Meta is rapidly shifting content moderation work from human reviewers to large language models, a move the company presents as a quality upgrade but some employees see as a risk to users, oversight and moderation jobs.
The company has already replaced roughly half of all human moderation requests with large language models in 2025. For some content types, Meta plans to push that share above 90 percent by the end of the year.
Meta says AI moderation is improving enforcement
According to the Financial Times, the shift is expected to save the company billions annually. Meta disputes the cost argument and says the reason for the change is quality, not savings.
The company says that since March, tests show its language models make 13 percent fewer errors than humans when enforcing content policies. Meta also says the models catch 10 percent more actual violations.
That framing matters because content moderation is not only about removing rule-breaking material. It is also about avoiding unnecessary removals, understanding context and applying policy consistently across many kinds of posts.
Meta argues that large language models offer advantages over traditional ML classifiers. Traditional systems can struggle with satire or evolving language, while the newer models are supposed to better grasp nuance and cover more languages.
Employees warn the rollout is moving too quickly
Employees describe a different picture. One insider says the models still remove or shadow-ban harmless content. The concern is not simply that mistakes happen, but that there is not enough oversight for a transition happening at this speed.
That warning points to the central tension in Meta's AI moderation push. The company is relying on test results that suggest fewer errors and more detected violations. Some workers, however, are focused on what happens when the system makes mistakes at scale.
In moderation, an error can affect whether content is visible, limited or removed. If harmless content is removed or shadow-banned, the user may not see the same issue Meta sees in its internal quality metrics.

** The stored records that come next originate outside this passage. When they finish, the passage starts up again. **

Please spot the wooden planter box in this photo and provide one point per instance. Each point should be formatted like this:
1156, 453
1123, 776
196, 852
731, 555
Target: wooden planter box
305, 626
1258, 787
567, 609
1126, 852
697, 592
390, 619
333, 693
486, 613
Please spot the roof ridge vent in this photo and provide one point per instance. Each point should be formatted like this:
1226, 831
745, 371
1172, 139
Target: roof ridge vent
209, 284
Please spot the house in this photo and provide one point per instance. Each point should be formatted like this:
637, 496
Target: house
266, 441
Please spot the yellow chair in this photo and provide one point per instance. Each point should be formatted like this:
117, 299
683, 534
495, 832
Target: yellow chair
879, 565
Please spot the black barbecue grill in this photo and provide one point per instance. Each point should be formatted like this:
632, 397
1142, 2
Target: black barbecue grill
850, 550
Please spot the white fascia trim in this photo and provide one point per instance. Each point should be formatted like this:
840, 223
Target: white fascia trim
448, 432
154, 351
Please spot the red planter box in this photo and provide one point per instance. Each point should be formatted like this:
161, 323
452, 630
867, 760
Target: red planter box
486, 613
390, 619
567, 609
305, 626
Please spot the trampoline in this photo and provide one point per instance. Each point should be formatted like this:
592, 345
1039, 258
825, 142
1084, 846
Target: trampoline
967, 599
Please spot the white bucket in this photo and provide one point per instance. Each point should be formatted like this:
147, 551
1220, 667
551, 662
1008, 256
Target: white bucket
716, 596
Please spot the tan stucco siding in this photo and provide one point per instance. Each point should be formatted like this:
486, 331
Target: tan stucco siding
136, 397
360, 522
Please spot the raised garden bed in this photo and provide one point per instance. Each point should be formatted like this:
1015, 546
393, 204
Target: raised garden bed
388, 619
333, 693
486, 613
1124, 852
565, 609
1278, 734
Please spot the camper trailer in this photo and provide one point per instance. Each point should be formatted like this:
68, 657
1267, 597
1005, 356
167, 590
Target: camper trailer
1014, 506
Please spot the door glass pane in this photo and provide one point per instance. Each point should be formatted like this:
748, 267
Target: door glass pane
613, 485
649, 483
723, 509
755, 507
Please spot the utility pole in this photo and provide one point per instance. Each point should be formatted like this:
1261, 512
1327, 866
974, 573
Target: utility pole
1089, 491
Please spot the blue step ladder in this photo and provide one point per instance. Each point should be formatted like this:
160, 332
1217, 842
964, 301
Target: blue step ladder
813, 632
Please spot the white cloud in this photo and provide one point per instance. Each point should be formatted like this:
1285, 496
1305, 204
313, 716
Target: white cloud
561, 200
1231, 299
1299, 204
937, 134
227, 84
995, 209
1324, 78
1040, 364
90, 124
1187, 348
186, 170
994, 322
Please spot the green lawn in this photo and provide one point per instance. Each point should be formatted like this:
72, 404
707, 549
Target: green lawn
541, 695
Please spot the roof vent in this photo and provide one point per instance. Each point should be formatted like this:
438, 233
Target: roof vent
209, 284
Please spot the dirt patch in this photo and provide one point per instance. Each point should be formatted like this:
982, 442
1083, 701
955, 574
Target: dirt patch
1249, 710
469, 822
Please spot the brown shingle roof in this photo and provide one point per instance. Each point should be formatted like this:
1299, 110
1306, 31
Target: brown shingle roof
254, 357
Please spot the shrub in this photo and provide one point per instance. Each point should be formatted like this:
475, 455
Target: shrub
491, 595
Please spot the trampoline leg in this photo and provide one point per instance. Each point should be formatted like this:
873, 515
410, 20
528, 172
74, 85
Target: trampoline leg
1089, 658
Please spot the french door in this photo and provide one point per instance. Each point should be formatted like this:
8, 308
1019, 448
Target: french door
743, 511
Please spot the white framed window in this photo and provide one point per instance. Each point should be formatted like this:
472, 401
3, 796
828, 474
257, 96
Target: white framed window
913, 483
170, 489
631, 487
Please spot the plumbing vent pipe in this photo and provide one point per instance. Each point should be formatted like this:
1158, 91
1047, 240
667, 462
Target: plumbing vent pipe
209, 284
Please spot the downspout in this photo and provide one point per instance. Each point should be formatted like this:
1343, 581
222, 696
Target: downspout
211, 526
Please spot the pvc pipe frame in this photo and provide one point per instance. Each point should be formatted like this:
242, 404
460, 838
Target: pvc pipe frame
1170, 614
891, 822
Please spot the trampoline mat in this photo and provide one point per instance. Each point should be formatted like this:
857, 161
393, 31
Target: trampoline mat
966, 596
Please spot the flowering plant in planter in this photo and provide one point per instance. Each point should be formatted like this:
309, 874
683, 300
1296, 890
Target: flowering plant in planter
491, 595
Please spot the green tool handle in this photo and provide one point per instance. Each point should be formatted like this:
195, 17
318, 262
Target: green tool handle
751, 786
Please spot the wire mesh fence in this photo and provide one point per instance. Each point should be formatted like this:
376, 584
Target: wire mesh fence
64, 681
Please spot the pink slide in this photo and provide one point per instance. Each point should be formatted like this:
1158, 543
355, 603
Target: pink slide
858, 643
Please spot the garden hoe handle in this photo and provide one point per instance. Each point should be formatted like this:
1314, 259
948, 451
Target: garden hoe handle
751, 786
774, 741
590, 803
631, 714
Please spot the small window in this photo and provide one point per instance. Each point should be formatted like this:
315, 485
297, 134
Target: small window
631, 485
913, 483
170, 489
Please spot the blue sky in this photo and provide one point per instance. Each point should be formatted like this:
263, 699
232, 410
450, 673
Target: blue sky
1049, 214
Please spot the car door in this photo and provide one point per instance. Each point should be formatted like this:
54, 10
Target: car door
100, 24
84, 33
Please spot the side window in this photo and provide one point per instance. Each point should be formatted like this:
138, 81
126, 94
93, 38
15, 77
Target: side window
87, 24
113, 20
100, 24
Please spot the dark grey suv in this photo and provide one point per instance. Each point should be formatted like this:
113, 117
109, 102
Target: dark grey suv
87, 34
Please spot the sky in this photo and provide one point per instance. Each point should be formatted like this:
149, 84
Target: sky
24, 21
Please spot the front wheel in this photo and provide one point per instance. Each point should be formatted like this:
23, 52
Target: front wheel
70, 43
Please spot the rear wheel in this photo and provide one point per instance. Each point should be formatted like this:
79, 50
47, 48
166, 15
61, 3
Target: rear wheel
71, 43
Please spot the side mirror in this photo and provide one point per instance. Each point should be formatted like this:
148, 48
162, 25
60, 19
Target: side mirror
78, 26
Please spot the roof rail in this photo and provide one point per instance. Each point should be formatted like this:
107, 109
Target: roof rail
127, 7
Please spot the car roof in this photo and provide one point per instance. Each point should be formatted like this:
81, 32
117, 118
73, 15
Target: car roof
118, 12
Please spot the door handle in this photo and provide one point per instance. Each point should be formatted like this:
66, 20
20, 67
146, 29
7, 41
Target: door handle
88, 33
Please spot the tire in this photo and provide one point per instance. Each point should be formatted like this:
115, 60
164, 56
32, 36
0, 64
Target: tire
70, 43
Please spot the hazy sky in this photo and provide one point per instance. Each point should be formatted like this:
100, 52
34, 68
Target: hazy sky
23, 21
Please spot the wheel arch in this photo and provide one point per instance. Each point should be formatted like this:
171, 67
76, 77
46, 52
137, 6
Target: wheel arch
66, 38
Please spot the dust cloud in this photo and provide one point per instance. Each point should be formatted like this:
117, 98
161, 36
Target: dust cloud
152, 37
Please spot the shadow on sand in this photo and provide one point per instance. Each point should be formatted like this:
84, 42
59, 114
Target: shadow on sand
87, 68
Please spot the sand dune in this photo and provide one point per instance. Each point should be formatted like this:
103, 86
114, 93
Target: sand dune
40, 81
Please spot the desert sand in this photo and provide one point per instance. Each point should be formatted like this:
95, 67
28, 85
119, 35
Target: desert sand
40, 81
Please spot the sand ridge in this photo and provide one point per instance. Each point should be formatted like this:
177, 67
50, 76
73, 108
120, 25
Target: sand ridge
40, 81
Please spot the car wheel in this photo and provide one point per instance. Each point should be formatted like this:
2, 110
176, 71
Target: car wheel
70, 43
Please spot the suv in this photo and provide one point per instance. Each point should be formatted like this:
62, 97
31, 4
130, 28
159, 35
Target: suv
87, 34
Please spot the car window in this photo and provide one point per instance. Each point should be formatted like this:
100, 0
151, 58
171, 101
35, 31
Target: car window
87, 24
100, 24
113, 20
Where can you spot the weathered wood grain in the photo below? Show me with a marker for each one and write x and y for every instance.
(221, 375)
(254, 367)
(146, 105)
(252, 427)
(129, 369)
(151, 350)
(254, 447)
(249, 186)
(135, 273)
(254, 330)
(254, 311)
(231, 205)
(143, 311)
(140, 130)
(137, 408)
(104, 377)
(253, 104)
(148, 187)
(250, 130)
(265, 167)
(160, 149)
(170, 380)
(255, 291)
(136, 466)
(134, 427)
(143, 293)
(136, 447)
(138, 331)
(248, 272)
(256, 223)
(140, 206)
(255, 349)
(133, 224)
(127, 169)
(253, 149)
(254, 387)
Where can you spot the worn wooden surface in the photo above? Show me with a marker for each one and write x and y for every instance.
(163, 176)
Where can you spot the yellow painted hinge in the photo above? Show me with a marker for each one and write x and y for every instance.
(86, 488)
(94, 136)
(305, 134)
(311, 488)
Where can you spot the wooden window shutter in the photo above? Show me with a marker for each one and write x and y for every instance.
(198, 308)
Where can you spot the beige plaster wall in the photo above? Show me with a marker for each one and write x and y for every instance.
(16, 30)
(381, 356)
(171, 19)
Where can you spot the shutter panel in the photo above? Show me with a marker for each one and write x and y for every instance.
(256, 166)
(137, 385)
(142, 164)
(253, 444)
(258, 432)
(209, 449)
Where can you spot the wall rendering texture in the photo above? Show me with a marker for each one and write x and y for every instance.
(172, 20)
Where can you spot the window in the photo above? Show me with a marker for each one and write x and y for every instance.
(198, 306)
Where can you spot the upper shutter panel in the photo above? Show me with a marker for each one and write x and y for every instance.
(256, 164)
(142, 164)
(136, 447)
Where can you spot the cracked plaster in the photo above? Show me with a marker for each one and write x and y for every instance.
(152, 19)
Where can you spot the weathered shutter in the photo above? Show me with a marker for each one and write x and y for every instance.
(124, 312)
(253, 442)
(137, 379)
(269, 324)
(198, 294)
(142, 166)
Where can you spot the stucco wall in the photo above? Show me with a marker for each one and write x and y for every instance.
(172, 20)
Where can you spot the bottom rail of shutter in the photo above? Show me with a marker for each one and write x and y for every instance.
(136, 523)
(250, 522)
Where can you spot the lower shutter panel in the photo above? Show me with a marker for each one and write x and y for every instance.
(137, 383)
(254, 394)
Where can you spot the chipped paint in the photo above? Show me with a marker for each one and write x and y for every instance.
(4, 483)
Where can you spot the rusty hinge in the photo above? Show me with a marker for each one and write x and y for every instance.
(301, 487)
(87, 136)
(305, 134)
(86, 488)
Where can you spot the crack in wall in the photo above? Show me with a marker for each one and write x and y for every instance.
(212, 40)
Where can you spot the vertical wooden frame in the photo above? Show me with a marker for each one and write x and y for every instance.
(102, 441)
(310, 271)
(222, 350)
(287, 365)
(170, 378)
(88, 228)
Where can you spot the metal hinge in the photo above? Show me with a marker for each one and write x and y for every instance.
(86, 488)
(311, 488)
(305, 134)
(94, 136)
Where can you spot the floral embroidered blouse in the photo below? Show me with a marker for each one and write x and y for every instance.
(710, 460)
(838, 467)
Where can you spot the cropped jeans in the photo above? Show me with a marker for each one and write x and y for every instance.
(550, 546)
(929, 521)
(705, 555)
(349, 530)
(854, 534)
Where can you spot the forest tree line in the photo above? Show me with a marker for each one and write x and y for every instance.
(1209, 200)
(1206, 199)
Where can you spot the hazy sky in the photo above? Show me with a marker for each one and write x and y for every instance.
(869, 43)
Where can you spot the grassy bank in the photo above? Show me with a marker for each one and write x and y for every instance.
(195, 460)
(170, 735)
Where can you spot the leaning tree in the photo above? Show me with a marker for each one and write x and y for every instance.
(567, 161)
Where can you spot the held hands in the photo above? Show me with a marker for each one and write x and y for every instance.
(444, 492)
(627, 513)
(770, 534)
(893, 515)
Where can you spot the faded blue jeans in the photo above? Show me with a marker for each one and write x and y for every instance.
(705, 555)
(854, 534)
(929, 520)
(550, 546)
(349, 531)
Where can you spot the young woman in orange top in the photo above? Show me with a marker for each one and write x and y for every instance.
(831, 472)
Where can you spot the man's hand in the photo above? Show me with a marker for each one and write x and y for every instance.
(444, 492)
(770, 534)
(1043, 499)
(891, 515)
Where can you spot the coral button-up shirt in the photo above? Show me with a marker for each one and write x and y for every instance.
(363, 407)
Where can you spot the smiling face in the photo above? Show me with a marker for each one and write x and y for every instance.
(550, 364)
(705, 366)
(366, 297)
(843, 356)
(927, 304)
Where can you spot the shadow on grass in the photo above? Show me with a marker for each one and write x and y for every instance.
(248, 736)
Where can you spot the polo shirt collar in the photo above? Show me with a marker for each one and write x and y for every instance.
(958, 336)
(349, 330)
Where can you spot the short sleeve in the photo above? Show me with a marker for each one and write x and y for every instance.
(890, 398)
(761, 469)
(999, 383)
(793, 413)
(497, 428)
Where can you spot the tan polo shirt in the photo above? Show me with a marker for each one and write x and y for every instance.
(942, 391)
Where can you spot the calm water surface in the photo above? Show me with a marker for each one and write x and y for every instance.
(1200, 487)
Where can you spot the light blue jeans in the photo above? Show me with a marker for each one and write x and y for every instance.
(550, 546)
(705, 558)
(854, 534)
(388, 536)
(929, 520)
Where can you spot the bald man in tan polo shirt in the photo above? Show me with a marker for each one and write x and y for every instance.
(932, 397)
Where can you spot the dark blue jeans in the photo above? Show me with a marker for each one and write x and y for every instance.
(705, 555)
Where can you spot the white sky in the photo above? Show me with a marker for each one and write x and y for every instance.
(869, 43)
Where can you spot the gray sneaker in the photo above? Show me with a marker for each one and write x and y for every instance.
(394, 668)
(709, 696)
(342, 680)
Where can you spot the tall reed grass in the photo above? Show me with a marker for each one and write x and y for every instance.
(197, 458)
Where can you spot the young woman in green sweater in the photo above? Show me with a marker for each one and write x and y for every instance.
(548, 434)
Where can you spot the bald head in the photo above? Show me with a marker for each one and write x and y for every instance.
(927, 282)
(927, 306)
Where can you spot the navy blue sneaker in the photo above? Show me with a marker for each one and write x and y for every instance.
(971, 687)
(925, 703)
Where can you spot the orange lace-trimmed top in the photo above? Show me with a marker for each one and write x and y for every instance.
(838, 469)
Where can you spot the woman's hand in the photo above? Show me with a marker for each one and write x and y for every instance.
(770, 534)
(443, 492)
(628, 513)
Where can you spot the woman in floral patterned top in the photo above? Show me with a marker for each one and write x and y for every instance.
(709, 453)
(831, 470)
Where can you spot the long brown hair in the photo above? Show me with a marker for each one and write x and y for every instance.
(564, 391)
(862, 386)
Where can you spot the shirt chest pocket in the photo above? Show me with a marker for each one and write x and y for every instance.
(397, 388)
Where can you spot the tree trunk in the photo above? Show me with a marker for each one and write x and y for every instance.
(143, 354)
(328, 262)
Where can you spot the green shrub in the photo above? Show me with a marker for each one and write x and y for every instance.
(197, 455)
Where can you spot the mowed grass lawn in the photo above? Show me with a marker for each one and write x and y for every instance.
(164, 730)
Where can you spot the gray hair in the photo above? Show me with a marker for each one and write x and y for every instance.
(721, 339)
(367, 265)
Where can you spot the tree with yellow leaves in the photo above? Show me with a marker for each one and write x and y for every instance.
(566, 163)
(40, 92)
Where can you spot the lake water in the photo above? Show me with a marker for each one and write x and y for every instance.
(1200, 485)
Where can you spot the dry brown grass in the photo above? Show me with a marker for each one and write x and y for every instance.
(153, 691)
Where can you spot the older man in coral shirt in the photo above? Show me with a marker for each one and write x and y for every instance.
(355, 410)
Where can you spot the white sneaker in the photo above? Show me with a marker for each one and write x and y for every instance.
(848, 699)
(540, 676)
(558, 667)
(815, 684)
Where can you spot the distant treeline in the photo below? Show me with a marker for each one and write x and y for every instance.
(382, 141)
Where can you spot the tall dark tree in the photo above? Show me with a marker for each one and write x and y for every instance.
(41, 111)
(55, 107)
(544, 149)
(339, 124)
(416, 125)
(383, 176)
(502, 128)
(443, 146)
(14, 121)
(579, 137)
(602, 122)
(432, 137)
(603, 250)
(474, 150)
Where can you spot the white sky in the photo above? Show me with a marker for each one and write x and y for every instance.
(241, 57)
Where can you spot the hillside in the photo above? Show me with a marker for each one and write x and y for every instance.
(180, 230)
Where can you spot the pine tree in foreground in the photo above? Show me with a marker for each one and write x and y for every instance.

The source does not describe every type of content affected, but it does state that Meta wants AI to handle above 90 percent for some content types by the end of the year. That makes oversight a practical concern, because a larger automated share means more decisions depend on the model's judgment.
The change is already affecting moderation workers
The transition is already leading to layoffs, especially among external contractors. That detail underlines how a technical rollout can quickly become an employment issue.
Human reviewers have been central to the decision history that the models now learn from. The models are trained on past decisions made by human reviewers, which means the new system is built partly on the work of the people it may replace.
This creates a complicated handoff. Meta is using prior human moderation decisions as training material while reducing the role of human review in current requests. Employees warning about oversight are therefore raising a question about how much human judgment should remain in the loop as AI takes on more of the work.
The company and its employees are not only debating whether AI can moderate content. They are debating how fast that responsibility should move away from people, and what safeguards are needed when automated systems become the default.
Meta is also switching the model behind the system
There is another change happening behind the scenes. The Financial Times reports that Meta had been using Google's Gemini for moderation and support but recently told staff to switch to its own new foundation model called Muse Spark.
That model swap adds another layer to the rollout. Meta is not only increasing the share of moderation requests handled by large language models. It is also moving staff from an outside model to an internal foundation model.
The source does not provide technical details about Muse Spark. What it does make clear is that the shift is part of a broader move to make language models a much larger part of moderation and support workflows.
What this means for AI moderation
The facts in the source show a sharp divide between Meta's public quality argument and employee concerns from inside the rollout. Meta says its tests show fewer errors and more violations caught. Employees warn that harmless content is still being removed or shadow-banned and that oversight is not keeping pace.
Both points can shape how this transition is judged. If Meta's language models consistently improve enforcement, the company can argue that AI moderation is better suited to nuance, satire, evolving language and more languages than older classifiers. If employee warnings prove correct, the speed of the rollout may become the problem, even if the technology performs well in tests.
For now, the direction is clear. Meta has already moved roughly half of all human moderation requests to large language models in 2025, is targeting above 90 percent for some content types by the end of the year, and is replacing Google's Gemini with Muse Spark for moderation and support. The debate is over whether that shift is being governed carefully enough.